Christopher Calderon Coupling Multiple Hypothesis Testing with Proportion Estimation in Heterogeneous Categorical Sensor Signal Networks
This is joint work with A. Jones, S. Lundberg, and R. Paffenroth
False alarms generated by sensors pose a substantial problem to a variety of fusion applications. We focus on situations where the frequency of a genuine alarm is “rare" but the false alarm rate is relatively high. The work is motivated by chemical and biological threat detection applications. The goal is to mitigate the false alarms while retaining high power to detect true events (missing a true signal is considered much more detrimental than declaring a false alarm in applications of interest). Furthermore we would like to “fuse information” by utilizing a multiple testing framework. Problems facing our application include: 1) the frequency of a genuine rare attack is not easy to quantify; 2) the misclassification rates are often unknown (or are not accurately described by nominal false alarm rates); 3) the statistical properties differ substantially from sensor to sensor.

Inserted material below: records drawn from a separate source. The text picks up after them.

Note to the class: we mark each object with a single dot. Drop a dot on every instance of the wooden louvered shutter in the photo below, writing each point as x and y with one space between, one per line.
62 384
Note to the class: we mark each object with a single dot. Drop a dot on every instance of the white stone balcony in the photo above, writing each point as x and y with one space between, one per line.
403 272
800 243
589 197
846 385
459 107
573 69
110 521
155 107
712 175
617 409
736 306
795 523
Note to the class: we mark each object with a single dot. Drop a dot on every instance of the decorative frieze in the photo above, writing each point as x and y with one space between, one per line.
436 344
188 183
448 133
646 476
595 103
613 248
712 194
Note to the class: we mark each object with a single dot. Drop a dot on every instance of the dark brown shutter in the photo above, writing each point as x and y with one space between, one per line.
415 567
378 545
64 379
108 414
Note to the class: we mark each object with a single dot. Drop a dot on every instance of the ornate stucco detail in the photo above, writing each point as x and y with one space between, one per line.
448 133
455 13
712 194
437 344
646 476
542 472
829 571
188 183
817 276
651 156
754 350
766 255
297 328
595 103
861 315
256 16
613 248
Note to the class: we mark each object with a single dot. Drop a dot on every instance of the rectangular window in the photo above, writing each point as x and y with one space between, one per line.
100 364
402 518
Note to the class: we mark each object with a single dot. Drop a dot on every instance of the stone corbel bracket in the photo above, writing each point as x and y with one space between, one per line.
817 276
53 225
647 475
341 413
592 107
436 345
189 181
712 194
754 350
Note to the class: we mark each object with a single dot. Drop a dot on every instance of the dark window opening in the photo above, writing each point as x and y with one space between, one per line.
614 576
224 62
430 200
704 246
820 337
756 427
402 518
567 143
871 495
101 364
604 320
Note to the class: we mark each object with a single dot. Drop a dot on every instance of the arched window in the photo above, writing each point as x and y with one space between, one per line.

We propose to utilize data streams contaminated by false alarms (generated in the field) to compute statistics on sensor misclassification rates. The nominal misclassification rate of a deployed sensor is often suspect because it is unlikely that these estimates were tuned to the specific environmental conditions in which the sensor was deployed (i.e. sensor performance can have nontrivial spatial and temporal effects). Recent categorical measurement error methods will be applied to the collection of data streams to “train” the sensors and provide point estimates along with confidence intervals for the misclassification and estimated prevalence. Open questions still remain as to how to best combine these estimated signals to make a decision about the presence of a chemical or biological threat. There are also questions on how to efficiently assess/detect statistically changes in population parameters. Directions explored to date include false discovery rate methods aiming to roughly incorporate correlation effects into the computed false discovery rate statistics via ``empirical nulls”. We have also started preliminary work investigating resampling based approaches applied to “dimension reduced” sensor output with the hope that a more precise estimate of the correlation between the reduced dimensions can be empirically obtained and utilized in testing/decision making.